Mientras hablaba, fray Alberto daba vueltas alrededor del altar de piedra de la Vera Cruz, observando periódicamente la cara de estupefacción de su interlocutor. Tras aspirar algo de aire, decidió ampliar las explicaciones.
—Desde esa época ha habido dos facciones luchando sobre la Tierra. Por un lado los sirvientes «leales» a Dios que, pese a que Éste renunció a seguir ocupándose del planeta, quisieron recuperarlo de nuevo tratando de sumir al hombre en su anterior oscurantismo. Y por otro, los «rebeldes», que combatieron para llevar adelante su programa de educación hasta que el ser humano comprendiera de una vez cuál era su verdadero lugar en el Universo y cuál era el rostro de quienes había creído sus protectores o su Dios.
—¿Y esa lucha…?
—La lucha se recrudeció con la llegada de Jesús, otro «rebelde» con la misión de abrir la conciencia humana, que fue condenado por los «leales» primero, y cuyo mensaje manipularon después.

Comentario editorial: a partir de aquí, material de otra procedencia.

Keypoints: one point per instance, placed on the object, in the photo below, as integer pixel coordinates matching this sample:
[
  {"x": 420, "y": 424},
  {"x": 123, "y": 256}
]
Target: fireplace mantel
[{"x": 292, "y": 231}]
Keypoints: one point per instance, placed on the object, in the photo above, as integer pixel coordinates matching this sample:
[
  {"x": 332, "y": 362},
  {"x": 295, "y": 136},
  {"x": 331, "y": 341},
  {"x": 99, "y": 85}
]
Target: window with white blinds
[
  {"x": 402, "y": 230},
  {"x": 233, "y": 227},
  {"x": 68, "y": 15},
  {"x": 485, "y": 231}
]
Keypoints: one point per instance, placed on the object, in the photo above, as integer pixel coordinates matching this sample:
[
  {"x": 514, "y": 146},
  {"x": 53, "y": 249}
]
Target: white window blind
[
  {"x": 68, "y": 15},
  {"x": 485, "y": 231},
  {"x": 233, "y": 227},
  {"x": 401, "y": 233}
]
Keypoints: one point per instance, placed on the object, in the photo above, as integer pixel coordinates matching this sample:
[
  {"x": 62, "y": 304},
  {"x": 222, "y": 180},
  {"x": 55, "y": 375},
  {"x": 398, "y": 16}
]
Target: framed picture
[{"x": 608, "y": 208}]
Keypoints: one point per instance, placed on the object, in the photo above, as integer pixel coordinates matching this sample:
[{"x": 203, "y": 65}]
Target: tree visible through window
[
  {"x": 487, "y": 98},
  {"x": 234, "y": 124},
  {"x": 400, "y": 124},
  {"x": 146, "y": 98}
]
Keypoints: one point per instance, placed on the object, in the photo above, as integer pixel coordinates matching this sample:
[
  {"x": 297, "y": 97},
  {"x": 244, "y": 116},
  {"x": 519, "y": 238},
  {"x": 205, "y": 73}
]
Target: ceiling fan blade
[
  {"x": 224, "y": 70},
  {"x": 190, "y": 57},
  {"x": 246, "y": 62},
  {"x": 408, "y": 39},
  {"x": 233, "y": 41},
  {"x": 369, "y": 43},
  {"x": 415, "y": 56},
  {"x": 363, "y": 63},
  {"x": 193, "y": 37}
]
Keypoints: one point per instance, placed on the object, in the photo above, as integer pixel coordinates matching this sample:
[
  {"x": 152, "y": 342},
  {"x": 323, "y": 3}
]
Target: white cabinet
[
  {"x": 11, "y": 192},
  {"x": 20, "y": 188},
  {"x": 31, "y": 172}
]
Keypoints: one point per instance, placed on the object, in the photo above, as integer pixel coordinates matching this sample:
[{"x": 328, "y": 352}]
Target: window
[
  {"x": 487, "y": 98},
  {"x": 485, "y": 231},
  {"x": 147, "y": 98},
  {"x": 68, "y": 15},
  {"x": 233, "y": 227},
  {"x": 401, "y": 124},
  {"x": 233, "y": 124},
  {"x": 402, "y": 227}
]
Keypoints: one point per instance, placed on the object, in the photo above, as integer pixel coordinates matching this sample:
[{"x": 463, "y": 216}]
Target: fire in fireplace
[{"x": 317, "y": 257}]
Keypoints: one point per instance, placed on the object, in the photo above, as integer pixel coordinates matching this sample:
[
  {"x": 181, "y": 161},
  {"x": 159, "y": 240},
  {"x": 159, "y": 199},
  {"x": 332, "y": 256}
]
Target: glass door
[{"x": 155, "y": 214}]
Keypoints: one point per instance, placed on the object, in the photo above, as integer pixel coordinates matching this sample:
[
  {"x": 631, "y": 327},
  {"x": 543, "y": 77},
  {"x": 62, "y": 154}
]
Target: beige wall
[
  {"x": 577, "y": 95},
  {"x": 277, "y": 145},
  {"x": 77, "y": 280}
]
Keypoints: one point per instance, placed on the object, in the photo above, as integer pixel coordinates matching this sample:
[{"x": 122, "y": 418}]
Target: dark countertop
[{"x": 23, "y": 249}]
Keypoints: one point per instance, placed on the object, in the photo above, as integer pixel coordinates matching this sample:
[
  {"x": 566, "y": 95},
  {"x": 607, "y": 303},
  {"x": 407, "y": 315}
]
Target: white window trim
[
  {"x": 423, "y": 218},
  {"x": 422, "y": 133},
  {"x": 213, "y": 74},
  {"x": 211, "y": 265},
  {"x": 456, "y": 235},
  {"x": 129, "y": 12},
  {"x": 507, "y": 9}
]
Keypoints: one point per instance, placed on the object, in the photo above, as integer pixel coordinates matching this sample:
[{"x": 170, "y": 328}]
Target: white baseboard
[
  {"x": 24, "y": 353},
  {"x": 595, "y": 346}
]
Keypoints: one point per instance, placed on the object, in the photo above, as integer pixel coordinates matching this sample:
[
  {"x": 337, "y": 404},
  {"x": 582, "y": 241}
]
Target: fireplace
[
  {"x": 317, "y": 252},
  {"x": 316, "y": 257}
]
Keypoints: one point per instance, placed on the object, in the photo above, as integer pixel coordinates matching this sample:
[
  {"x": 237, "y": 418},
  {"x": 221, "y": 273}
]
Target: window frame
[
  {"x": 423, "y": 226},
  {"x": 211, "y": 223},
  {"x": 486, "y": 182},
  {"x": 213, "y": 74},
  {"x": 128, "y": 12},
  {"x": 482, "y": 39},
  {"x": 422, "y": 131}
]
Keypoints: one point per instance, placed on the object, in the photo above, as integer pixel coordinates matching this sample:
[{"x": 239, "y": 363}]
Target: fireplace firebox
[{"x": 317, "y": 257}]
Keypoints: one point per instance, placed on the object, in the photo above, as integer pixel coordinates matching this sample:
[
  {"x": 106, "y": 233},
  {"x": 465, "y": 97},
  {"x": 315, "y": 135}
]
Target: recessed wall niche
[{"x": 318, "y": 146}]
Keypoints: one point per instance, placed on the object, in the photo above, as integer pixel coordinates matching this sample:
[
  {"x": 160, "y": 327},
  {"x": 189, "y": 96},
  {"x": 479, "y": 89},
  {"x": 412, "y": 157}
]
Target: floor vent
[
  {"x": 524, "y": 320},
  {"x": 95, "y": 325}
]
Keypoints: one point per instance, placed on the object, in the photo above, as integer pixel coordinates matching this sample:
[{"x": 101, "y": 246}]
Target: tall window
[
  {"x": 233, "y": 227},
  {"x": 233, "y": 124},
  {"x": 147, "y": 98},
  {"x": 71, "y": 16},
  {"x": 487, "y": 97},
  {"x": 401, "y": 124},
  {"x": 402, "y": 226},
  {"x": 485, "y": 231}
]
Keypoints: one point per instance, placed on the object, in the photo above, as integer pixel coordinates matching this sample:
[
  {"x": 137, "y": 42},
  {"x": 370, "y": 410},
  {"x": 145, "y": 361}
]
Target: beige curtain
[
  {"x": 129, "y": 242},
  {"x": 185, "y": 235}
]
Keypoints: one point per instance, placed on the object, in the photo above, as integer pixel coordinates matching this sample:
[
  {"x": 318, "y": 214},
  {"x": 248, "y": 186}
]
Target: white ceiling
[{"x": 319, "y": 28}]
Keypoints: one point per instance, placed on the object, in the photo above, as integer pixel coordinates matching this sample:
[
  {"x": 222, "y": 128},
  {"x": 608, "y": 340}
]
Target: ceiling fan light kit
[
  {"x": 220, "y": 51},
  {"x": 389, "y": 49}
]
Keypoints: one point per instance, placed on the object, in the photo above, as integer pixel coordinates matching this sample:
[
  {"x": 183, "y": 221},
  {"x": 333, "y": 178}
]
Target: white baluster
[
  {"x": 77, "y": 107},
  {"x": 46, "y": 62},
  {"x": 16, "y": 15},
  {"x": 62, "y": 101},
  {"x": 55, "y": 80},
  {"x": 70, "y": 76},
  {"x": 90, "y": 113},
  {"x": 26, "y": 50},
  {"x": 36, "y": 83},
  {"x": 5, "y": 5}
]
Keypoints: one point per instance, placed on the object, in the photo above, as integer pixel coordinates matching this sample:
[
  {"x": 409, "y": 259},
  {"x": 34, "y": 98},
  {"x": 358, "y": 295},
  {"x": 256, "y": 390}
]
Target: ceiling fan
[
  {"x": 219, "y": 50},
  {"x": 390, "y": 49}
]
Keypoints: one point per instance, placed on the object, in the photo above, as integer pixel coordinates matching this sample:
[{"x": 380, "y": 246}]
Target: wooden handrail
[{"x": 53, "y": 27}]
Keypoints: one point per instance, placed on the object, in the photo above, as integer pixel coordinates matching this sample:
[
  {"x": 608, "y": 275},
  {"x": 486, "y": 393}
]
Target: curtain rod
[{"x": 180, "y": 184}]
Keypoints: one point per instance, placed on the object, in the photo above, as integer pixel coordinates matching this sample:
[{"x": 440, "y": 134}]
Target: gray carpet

Baldi se persignó espantado. Fray Alberto continuó casi sin pestañear.
—Esa lucha ha llegado hasta hoy. Los hombres que le han secuestrado, los que robaron el
Manuscrito
de Benavides del que sin duda le habrá hablado «Marcos», y yo, pertenecemos a la facción «rebelde». Nuestro trabajo ha consistido, durante siglos, en insuflar dosis de conocimiento en el ser humano, no sólo para que éste descubriera el verdadero rostro del Dios que les abandonó a su suerte (un dios menor, insisto, en ningún caso el Profundo que creó el Universo), sino para que tomara conciencia de ciertas habilidades o sentidos cuyo uso le fue velado por la facción «leal».
—Entonces, el hombre que yo vi en San Pedro y que me advirtió de que fuera a hablar con el segundo evangelista…
—No era un hombre. Era, llamémoslo así, un ángel leal que quiso enviarle a los brazos de «Marcos» primero y a «Gran Soñador» después, para que recuperara el
Memorial
e impidiera que ese conocimiento saliera a la luz, manteniéndolo dentro de los muros de una institución también «leal» como la Iglesia.